A couple posts ago I showed a hand-made similarity diagram for The Magnetic Fields, where I started at the last.fm similarity page and followed the top two most similar artists until I'd made a diagram. At the time I wondered how hard it would be to generate these things automatically.
Not too hard, it turns out, but it took me several months to get it all working properly. I wrote a Python script that queries the last.fm database, loading and saving the similarity pages for the artists related to the original query. Because it saves the similarities locally, after a few runs there's not much traffic to the last.fm web site.
Once all the data is collected, it generates a text file of links in the DOT language. These files are processed by the graphviz suite of programs (unflatten and dot, in this case) to produce similarity diagrams like the one below (click on the image to download a full-size PDF, 17 KB).

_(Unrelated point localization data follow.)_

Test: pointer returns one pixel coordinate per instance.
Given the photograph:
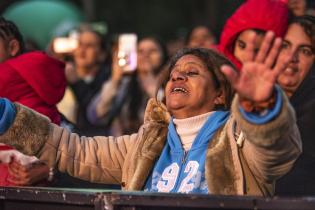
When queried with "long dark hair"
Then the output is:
(307, 22)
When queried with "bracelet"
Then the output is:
(51, 174)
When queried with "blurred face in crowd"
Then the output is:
(89, 53)
(190, 90)
(241, 44)
(8, 49)
(201, 37)
(298, 42)
(149, 55)
(297, 7)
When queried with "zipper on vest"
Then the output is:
(184, 158)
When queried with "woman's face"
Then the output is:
(241, 44)
(149, 55)
(190, 90)
(297, 42)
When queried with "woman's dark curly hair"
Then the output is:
(213, 60)
(307, 22)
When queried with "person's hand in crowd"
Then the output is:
(27, 175)
(117, 71)
(256, 80)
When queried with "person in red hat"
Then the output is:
(252, 16)
(34, 80)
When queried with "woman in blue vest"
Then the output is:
(194, 144)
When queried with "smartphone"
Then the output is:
(127, 52)
(65, 44)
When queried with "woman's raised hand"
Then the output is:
(256, 80)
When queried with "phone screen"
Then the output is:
(127, 52)
(65, 44)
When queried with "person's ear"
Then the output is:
(220, 99)
(14, 47)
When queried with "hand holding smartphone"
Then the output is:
(127, 52)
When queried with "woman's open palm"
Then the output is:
(259, 73)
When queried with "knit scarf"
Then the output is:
(178, 171)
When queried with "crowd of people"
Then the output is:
(232, 117)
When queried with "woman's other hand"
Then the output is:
(27, 175)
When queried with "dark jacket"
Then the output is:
(301, 179)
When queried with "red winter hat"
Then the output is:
(253, 14)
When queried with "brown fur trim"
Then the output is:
(150, 144)
(257, 132)
(29, 131)
(219, 168)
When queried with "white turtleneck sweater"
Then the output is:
(187, 129)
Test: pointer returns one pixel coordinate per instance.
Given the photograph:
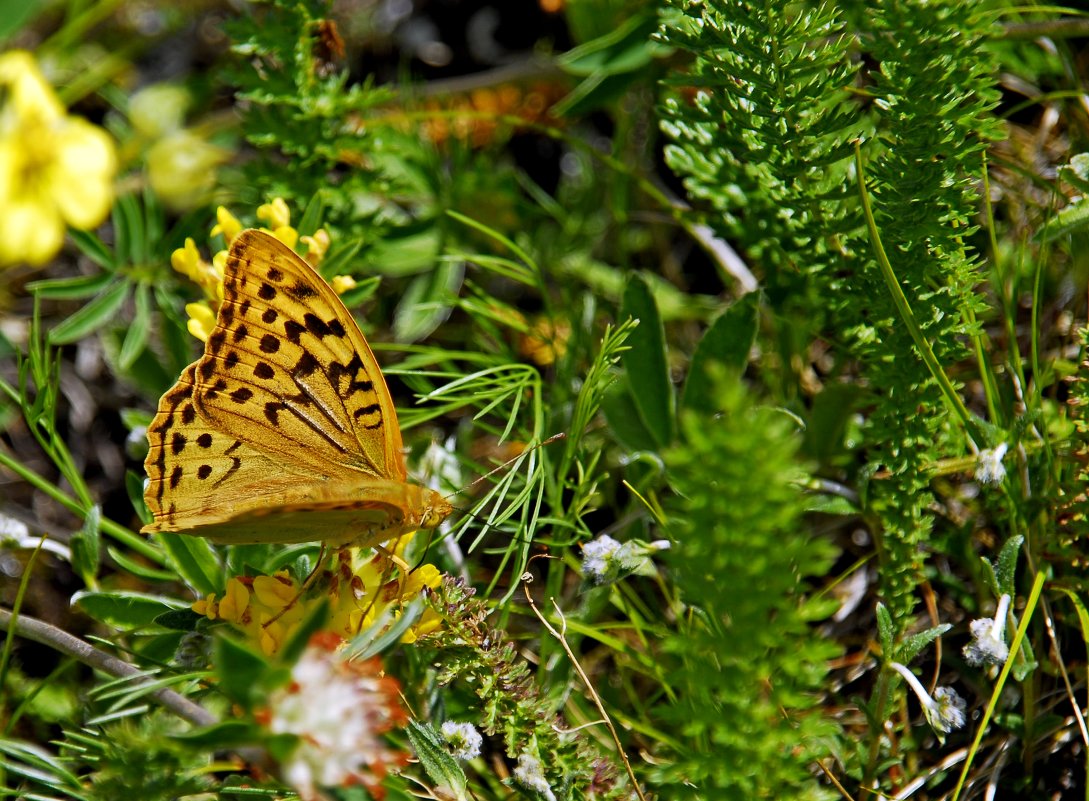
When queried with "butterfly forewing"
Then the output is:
(288, 369)
(284, 430)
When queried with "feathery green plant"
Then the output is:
(747, 667)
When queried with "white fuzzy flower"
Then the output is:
(599, 564)
(989, 467)
(988, 644)
(944, 711)
(530, 774)
(339, 711)
(463, 740)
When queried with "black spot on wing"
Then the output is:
(305, 366)
(235, 465)
(302, 291)
(293, 331)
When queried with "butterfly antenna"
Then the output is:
(549, 441)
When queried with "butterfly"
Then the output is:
(284, 430)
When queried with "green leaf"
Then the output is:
(129, 232)
(362, 292)
(184, 619)
(14, 14)
(242, 673)
(440, 766)
(134, 487)
(71, 288)
(407, 250)
(86, 546)
(726, 343)
(623, 419)
(94, 248)
(426, 303)
(92, 317)
(136, 336)
(1069, 220)
(914, 644)
(1005, 571)
(646, 361)
(885, 631)
(623, 49)
(195, 561)
(311, 218)
(124, 610)
(309, 626)
(339, 260)
(594, 93)
(137, 568)
(220, 736)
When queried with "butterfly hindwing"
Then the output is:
(283, 430)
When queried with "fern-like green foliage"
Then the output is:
(760, 130)
(475, 655)
(762, 136)
(747, 665)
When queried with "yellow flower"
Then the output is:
(187, 261)
(227, 224)
(209, 275)
(54, 170)
(269, 608)
(276, 213)
(181, 169)
(342, 283)
(316, 247)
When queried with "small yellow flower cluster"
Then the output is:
(209, 275)
(268, 608)
(181, 162)
(54, 170)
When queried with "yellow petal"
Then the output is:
(340, 283)
(31, 231)
(28, 93)
(273, 592)
(235, 601)
(202, 320)
(227, 224)
(81, 180)
(276, 213)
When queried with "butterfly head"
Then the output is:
(435, 510)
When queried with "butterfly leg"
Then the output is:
(307, 583)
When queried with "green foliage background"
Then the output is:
(783, 348)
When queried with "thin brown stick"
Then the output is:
(562, 639)
(43, 632)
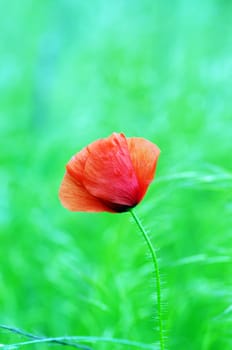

The diagram was produced by:
./build_and_graph.py -a "The Olivia Tremor Control" -c 60 -r 1 \ | unflatten | dot -Tps > /tmp/graph.ps
Click on the image for a PDF version of the entire graph. The darker and redder the lines, the more similar the two artists are. The options passed to my script control what the initial similarity cutoff is, and what the r-value is for the logistic function that controls how similarity changes as you get farther from the initial artist. For these values, the cutoff starts at 60 for the artists directly connected to The Olivia Tremor Control, rises to 80, then 92, 97, 99 and finally 100. That's why the links all get darker as you move down the diagram, moving farther from the original artist at the top.